Mit der Stadt Gmünd gerieten die Rechberger zuweilen in Streit, besonders einmal, als der Graf Ulrich von Württemberg der Stadt Eßlingen Fehde ansagte und Rechberg dem Grafen beistand, während die Städte Eßlingen zu Hilfe kamen. Trotzdem zeigten sich die Rechberger, die drei Häuser in Gmünd besaßen, im allgemeinen als Freunde und durch Stiftungen als Wohltäter der Stadt. Seit dem Aussterben der Hauptlinie im Jahre 1585 wurde die Burg nur noch von Beamten bewohnt. Eine Seitenlinie, in neuerer Zeit gegraft, blüht noch immer.

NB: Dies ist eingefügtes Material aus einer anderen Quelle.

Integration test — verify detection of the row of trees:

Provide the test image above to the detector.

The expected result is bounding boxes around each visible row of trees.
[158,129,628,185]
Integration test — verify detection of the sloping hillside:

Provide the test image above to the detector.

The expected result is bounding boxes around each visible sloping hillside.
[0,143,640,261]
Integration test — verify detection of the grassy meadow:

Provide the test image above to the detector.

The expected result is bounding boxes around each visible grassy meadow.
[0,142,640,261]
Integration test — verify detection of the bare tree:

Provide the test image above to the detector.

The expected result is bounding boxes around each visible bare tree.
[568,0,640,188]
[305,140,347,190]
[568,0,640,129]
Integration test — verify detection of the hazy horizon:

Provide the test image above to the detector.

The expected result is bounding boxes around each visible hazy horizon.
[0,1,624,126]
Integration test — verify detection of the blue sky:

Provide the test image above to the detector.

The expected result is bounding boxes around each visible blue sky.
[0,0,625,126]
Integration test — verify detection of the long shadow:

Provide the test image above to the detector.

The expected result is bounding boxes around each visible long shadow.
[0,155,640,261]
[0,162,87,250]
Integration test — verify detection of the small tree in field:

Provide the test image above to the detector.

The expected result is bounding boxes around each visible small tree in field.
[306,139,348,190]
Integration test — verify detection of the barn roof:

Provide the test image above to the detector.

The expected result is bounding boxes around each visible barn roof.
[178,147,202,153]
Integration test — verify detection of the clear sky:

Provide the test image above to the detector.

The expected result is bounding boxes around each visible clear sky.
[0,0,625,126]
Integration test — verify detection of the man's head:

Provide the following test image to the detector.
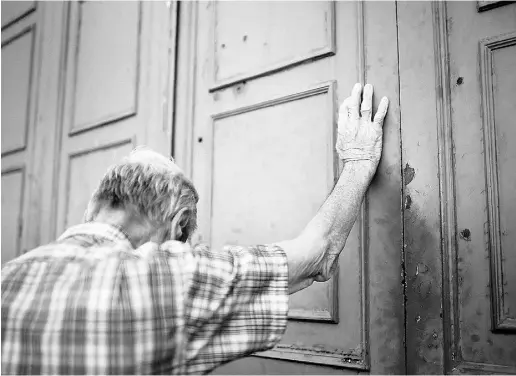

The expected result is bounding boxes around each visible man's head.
[84,147,199,247]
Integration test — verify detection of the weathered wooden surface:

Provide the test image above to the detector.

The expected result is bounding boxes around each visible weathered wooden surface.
[174,2,404,374]
[398,2,516,374]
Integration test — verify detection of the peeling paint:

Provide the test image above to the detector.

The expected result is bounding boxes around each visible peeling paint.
[403,163,416,186]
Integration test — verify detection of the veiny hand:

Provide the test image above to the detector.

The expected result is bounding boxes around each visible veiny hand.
[336,83,389,170]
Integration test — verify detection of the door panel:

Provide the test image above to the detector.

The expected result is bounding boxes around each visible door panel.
[56,2,176,235]
[447,3,516,373]
[1,8,41,265]
[174,2,404,374]
[2,1,36,29]
[398,2,516,374]
[2,168,25,265]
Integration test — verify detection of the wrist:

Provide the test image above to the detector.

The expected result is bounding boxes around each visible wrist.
[341,160,378,183]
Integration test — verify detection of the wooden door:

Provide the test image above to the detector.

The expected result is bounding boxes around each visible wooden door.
[398,1,516,374]
[54,1,177,235]
[174,1,405,374]
[1,1,41,265]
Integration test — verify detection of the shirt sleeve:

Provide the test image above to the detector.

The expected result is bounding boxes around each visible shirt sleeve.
[177,245,289,374]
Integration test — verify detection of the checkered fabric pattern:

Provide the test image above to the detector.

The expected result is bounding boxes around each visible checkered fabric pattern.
[2,223,288,375]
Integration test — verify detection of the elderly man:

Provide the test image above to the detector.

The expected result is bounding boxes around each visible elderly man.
[2,84,388,375]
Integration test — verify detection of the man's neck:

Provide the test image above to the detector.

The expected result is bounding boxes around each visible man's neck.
[93,208,152,249]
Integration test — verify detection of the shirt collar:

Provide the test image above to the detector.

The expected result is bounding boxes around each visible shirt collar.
[58,222,133,248]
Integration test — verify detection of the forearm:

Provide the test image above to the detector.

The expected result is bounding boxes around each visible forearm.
[278,161,374,293]
[304,161,375,281]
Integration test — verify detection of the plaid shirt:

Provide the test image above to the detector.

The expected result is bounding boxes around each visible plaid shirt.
[2,223,288,375]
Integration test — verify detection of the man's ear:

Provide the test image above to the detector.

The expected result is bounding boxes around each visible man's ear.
[171,208,190,243]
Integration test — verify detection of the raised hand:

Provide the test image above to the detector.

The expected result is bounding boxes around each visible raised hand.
[336,83,389,170]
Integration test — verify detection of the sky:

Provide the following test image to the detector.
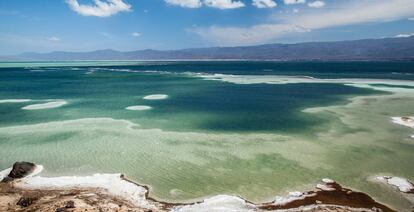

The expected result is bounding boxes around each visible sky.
[0,0,414,55]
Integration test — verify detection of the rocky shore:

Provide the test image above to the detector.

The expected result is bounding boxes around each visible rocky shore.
[0,162,404,211]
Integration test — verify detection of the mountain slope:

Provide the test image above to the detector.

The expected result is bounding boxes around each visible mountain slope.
[7,36,414,61]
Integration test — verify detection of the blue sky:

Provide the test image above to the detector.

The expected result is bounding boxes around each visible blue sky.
[0,0,414,55]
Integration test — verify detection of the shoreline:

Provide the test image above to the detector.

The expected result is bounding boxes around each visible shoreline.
[0,165,395,212]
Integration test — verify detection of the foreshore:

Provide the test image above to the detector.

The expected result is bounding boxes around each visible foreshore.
[0,162,404,211]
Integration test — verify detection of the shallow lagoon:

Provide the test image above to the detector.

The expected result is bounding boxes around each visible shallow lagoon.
[0,62,414,208]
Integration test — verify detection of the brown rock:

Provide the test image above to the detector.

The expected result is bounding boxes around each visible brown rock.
[16,197,35,208]
[3,162,36,182]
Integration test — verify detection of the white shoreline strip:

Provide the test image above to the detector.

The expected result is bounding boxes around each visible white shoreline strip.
[22,100,67,110]
[143,94,168,100]
[0,99,32,104]
[391,116,414,128]
[193,73,414,86]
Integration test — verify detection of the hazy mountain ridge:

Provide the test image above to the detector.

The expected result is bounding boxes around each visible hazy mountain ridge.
[0,36,414,61]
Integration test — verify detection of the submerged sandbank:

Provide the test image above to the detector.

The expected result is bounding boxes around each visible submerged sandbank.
[22,100,67,110]
[0,165,393,212]
[125,105,152,110]
[0,99,32,104]
[143,94,168,100]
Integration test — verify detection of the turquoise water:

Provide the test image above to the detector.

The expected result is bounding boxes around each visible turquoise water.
[0,61,414,208]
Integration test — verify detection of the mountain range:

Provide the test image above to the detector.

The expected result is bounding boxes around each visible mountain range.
[0,36,414,61]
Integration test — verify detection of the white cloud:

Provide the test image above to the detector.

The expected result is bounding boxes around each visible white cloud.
[283,0,306,4]
[308,1,325,8]
[165,0,202,8]
[394,33,414,38]
[47,36,60,42]
[131,32,141,37]
[204,0,245,9]
[189,0,414,45]
[164,0,245,9]
[252,0,277,8]
[66,0,131,17]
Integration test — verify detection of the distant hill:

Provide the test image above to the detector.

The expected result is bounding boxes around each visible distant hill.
[0,36,414,61]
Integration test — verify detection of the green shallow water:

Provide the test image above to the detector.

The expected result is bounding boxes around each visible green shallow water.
[0,61,414,209]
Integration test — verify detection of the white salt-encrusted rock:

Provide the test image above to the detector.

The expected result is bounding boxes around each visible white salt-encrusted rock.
[0,165,156,210]
[322,178,335,183]
[377,176,414,193]
[171,195,257,212]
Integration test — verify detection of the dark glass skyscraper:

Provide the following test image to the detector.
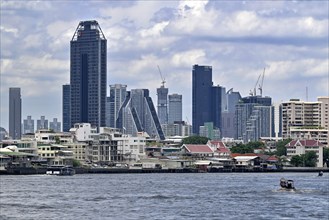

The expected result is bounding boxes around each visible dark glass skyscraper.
[9,88,22,139]
[70,21,107,127]
[62,84,71,132]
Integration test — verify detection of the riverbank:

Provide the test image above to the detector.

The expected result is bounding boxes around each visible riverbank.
[0,167,329,175]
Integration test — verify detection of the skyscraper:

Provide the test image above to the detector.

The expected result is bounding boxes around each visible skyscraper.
[23,116,35,134]
[37,116,48,130]
[9,88,22,139]
[62,84,71,132]
[192,65,225,134]
[157,83,168,124]
[70,21,107,127]
[49,118,61,132]
[117,89,165,140]
[106,84,127,128]
[192,65,213,134]
[168,94,183,124]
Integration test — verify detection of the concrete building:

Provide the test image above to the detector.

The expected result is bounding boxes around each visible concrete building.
[9,88,22,139]
[192,65,225,134]
[235,96,275,143]
[157,83,168,124]
[37,116,48,130]
[49,118,62,132]
[286,139,324,167]
[117,89,165,140]
[62,84,71,132]
[221,89,242,138]
[23,116,35,134]
[168,94,183,124]
[70,21,107,128]
[106,84,127,128]
[282,99,322,138]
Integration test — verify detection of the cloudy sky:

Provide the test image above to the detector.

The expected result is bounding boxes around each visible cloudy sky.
[0,0,329,130]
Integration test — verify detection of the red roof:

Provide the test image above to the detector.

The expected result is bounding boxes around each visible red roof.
[209,141,226,148]
[183,144,214,153]
[286,140,324,147]
[231,153,258,158]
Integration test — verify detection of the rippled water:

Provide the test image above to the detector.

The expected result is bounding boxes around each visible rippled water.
[0,173,329,219]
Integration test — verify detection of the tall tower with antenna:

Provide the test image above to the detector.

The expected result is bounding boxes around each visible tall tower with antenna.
[157,66,168,124]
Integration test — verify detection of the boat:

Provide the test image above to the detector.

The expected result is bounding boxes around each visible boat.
[46,166,75,176]
[280,178,295,190]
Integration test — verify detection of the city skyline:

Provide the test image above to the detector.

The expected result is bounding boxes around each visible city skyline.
[0,1,329,130]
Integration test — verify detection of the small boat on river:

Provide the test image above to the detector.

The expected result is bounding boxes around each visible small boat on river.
[280,178,295,190]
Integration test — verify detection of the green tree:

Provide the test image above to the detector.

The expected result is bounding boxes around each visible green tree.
[182,136,209,144]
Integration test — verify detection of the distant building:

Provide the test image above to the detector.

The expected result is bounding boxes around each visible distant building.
[117,89,165,140]
[221,89,242,138]
[62,84,71,132]
[157,84,168,124]
[49,118,61,132]
[70,21,107,128]
[192,65,225,134]
[106,84,127,128]
[282,99,322,138]
[9,88,22,139]
[37,116,48,130]
[23,116,35,134]
[168,94,183,124]
[235,96,275,143]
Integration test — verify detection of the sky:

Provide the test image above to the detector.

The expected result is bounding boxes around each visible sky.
[0,0,329,130]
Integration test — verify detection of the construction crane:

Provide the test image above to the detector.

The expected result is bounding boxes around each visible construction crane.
[258,68,265,97]
[249,75,261,96]
[158,65,166,88]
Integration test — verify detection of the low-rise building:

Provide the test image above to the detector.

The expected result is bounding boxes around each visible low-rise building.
[286,139,324,167]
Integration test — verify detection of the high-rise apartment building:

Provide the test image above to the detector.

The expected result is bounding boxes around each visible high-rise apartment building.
[157,83,168,124]
[221,89,241,138]
[106,84,127,128]
[9,88,22,139]
[117,89,165,140]
[37,116,48,130]
[282,99,325,138]
[168,94,183,124]
[70,21,107,128]
[192,65,225,134]
[62,84,71,132]
[23,116,35,134]
[49,118,61,132]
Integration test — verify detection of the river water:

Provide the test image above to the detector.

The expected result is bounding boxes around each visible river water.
[0,173,329,220]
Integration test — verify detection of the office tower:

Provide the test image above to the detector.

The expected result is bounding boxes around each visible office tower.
[70,21,107,128]
[192,65,225,134]
[9,88,22,139]
[221,88,241,138]
[117,89,165,140]
[282,99,322,138]
[37,116,48,130]
[157,85,168,124]
[49,118,61,132]
[23,116,35,134]
[62,84,71,132]
[168,94,183,124]
[235,96,275,143]
[106,84,127,128]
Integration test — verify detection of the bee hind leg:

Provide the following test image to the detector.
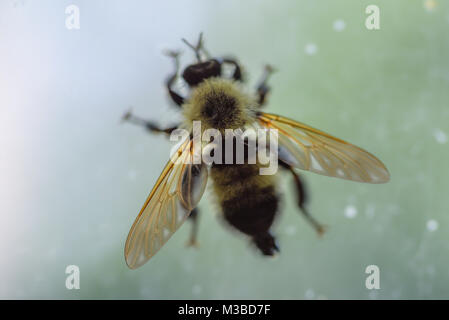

Außer den Kirchen und einigen Türmen, den Überbleibseln der Befestigung, besitzt Gmünd nicht viel Altertümliches mehr: die meisten Häuser, soweit sie nicht modern sind, stammen aus dem 18. Jahrhundert. Das alte, 1523 aus Eichenholz erbaute Rathaus mußte im Jahre 1793 wegen Feuersgefahr abgerissen werden, und auch die Zunfthäuser der Krämer, der Goldschmiede, der Gerber verschwanden damals. Indessen Gmünd ist so geartet, daß man ihm das Unschöne nicht zurechnet und nur das Gefällige in sich aufnimmt. Seine Seele ist mit den Hügeln, den Wäldern und dem Remsbach verbunden geblieben, die sie umschlingen, und wurde nicht berührt von den Häßlichkeiten der Zivilisation, die auch hier eindrang. Verschiedene Städte erheben Anspruch auf die Sage von dem armen Geiger, dem die Madonna in der Kapelle, durch Musik ins Leben gezaubert, ihren goldenen Schuh reichte; aber keiner steht sie so wohl an wie Gmünd, der sie der romantischste Dichter Schwabens, Justinus Kerner, in seiner Ballade zugesprochen hat. Er feiert Gmünd als die Stadt, die seitdem auch den ärmsten Sohn der Lieder gastlich empfängt, die stets von Geigen, Gesängen und Tänzen klingt, und aus deren Trümmern noch Melodien tönen werden. Gewiß, der hatte nicht unrecht, der einst den Namen dieser musischen Stadt, Heimat der Schönheit, der Kunst und der Musik, Gamundia, aus den lateinischen Worten Gaudium mundi, Freude der Welt, ableitete.